UK出身のビートメイカー、ゴールド・パンダことダーウィン・シュレッカーが、『Lucky Shiner』で世界中の音楽ファンを魅了したのは2010年のこと。あれから3年、“君が住んでいる場所の半分”を意味するニュー・アルバム『Half Of Where You Live』を6月5日にリリースした。MTV Newsでは、4月に来日公演を行ったダーウィンにインタビュー。かつて日本に住んでいたこともあるほどの親日家の彼は、大好きなじゃがりこやポッキーを食べながら、音楽を始めた経緯から待望の新作、そして今後の展望まで、たっぷりと語ってくれた。

―ダーウィンは以前、日本に住んでいたそうですね。日本語も上手だとうかがっていますが。

川崎に住んでいたんだ。EP(『Miyamae』)のタイトルにもした宮前区にね。“ミヤマエ”ってちょっと“マイアミ”と似ているだろう?友だちが鷺沼の近くに住んでいて、空いている部屋を貸してくれたんだ。今から10年ほど前のことだよ。その頃に作ったのが『Miyamae』さ。

―音楽制作はその頃に始めたのですか?

音楽は15歳の頃に作り始めたんだよ。でも日本に居る間も作っていたんだ。

―最初に日本に興味を持ったきっかけは?

「AKIRA」だよ。映画版の方ね。それから漫画も読んだんだ。12歳くらいかな。「ワォ!すごい漫画だな。イギリスの漫画とはどうしてこうも違うんだ」って感動したよ。それをきっかけに日本に夢中になって、日本についていろいろ調べ始めたんだ。そしてワーキング・ホリデーで鷺沼に住んで、英語を教えていた。飲み代を稼ぐためにね。人生で何をしたいか分からなくて、ただ日本に居たって感じ。1年間滞在したよ。それからイングランドに帰国して、1年間大学に通って日本語の勉強をしたんだ。(日本語で)日本語能力試験で2級取りました。

―すごいですね!そういえば、たまに日本語でツイートもされていますよね。15歳で音楽制作を始めたとのことで、2010年にファースト・アルバムをリリースされていますが、真剣に音楽でやっていこうと決めたのはいつ頃だったんですか?

2008年に友人が亡くなったんだ。
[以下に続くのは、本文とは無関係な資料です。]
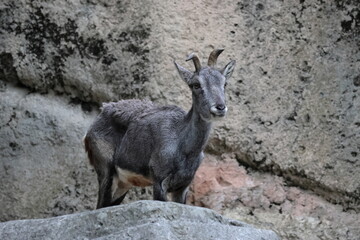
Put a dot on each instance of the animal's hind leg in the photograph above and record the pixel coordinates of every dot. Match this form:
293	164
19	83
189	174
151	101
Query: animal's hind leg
119	191
104	194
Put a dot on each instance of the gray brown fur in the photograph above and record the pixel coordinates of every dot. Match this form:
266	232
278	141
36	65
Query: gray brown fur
158	145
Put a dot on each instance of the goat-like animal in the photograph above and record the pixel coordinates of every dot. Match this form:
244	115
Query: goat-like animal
137	143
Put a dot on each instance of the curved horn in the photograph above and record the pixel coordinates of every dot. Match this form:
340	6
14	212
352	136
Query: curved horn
213	56
196	61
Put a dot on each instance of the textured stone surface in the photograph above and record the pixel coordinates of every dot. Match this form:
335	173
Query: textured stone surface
267	201
293	100
140	220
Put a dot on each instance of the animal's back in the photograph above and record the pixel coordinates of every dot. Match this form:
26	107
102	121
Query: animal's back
109	127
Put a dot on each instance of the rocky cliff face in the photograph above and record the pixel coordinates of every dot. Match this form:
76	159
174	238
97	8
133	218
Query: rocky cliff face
293	99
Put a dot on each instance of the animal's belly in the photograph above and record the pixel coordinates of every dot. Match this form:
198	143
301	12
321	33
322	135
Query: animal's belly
132	178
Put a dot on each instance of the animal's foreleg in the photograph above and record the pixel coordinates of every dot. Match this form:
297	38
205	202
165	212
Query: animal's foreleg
160	189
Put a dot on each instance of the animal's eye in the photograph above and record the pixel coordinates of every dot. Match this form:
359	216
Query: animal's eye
196	86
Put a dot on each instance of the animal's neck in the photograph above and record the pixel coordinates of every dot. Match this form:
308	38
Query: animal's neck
196	132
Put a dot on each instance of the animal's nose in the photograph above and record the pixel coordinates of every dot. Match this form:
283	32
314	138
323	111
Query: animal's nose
220	107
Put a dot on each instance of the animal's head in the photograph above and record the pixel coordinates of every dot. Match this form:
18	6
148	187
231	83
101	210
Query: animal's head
208	85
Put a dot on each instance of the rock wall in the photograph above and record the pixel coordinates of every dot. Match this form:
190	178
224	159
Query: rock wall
293	99
140	220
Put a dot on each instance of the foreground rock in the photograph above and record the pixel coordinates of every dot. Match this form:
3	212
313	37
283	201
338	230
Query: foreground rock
140	220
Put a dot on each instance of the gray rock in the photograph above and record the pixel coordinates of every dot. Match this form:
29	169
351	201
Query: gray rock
139	220
43	168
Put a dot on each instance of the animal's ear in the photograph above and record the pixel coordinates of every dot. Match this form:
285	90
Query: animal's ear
228	69
185	74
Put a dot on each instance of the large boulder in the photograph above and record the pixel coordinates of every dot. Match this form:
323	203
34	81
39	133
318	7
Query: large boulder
140	220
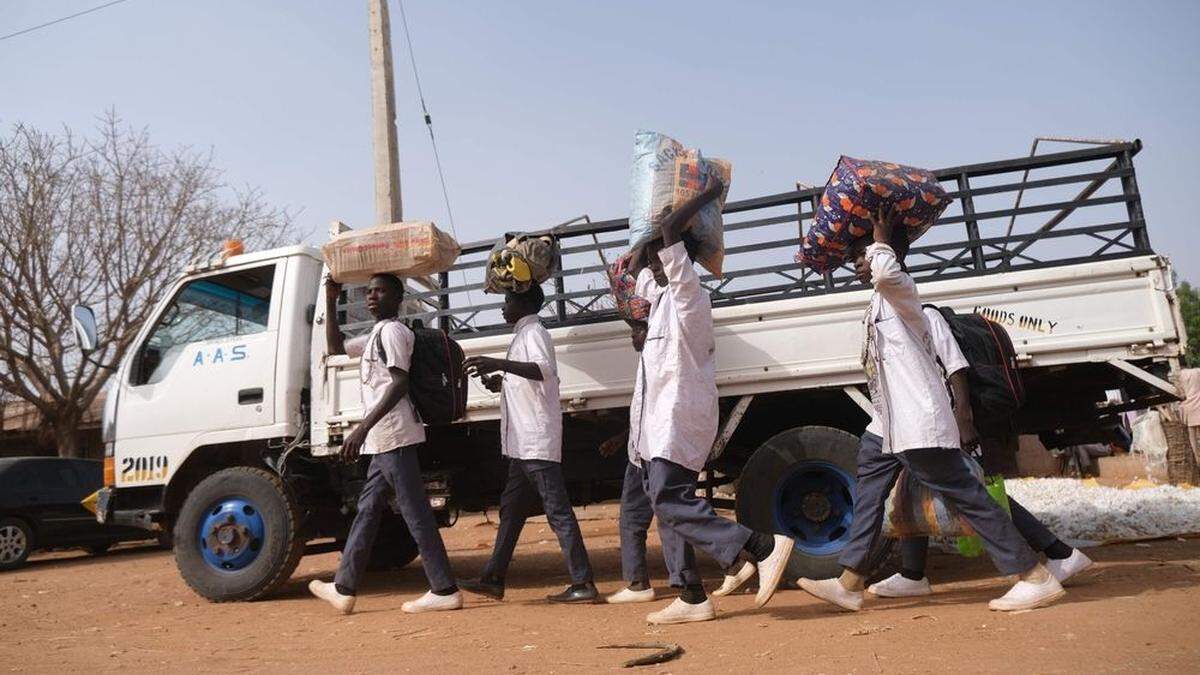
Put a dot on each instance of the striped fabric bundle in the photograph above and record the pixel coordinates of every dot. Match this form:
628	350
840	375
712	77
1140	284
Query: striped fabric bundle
915	511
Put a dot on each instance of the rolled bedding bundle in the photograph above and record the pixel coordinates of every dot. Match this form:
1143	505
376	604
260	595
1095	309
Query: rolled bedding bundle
517	262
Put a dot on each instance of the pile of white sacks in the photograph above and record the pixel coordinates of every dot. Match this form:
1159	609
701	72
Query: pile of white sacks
1080	511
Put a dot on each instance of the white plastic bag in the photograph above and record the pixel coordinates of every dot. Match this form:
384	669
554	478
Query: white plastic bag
667	174
1150	441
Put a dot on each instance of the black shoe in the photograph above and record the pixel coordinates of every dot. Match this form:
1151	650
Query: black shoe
580	593
486	587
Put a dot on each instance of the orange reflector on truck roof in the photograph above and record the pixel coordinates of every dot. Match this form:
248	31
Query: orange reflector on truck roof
232	248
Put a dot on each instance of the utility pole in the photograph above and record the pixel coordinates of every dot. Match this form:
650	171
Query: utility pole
383	117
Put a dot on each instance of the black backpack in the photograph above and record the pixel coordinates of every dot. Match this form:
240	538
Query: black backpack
996	388
437	382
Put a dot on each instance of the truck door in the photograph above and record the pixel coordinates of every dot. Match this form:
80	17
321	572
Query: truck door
205	366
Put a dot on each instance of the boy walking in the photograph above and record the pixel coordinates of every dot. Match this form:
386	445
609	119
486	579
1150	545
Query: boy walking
1062	560
391	435
917	430
673	418
532	438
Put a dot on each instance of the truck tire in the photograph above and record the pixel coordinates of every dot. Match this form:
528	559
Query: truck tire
801	483
238	536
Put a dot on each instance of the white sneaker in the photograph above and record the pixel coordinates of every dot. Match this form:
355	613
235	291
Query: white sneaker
630	596
329	593
1027	595
832	591
735	581
431	602
900	586
771	571
679	611
1069	566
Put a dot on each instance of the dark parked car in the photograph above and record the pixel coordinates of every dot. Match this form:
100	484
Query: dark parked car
40	508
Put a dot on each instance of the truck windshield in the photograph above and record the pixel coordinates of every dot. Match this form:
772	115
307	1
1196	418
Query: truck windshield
226	305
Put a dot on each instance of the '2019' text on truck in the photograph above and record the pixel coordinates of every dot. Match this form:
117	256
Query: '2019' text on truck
223	423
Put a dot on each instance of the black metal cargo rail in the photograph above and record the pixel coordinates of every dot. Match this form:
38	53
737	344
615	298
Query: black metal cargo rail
1027	213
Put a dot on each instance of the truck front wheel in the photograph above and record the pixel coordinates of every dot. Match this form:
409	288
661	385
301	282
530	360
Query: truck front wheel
801	483
238	536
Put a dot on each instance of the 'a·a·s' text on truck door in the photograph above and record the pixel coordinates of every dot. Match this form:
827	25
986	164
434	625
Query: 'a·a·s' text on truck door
202	372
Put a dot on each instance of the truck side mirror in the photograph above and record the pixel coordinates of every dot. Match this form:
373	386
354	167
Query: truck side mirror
83	320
彼はテクノのミュージシャンだった。僕が音楽を作って送ると、「お前も音楽をやるべきだ」っていつも言ってくれて、でも僕は「いや、僕なんてダメだよ。音楽はやりたくない」って答えていた。でも彼は「そんなことない、お前は良いよ。やるべきだ」って励ましてくれて。それで彼が死んだ後、「もしかしたら彼は正しかったのかも」と思ったんだ。僕はその頃落ち込んでいて、人生で何をしたいのかも分からなかった。でも彼がいつも励ましてくれたから、自分の音楽を気に入ってくれる人がいるかどうか、試してみようという気になった。それで作品をmyspaceにアップしたら、すぐに連絡が来たんだ。だから、彼は正しかったんだ。僕が聞く耳を持たなかっただけでさ。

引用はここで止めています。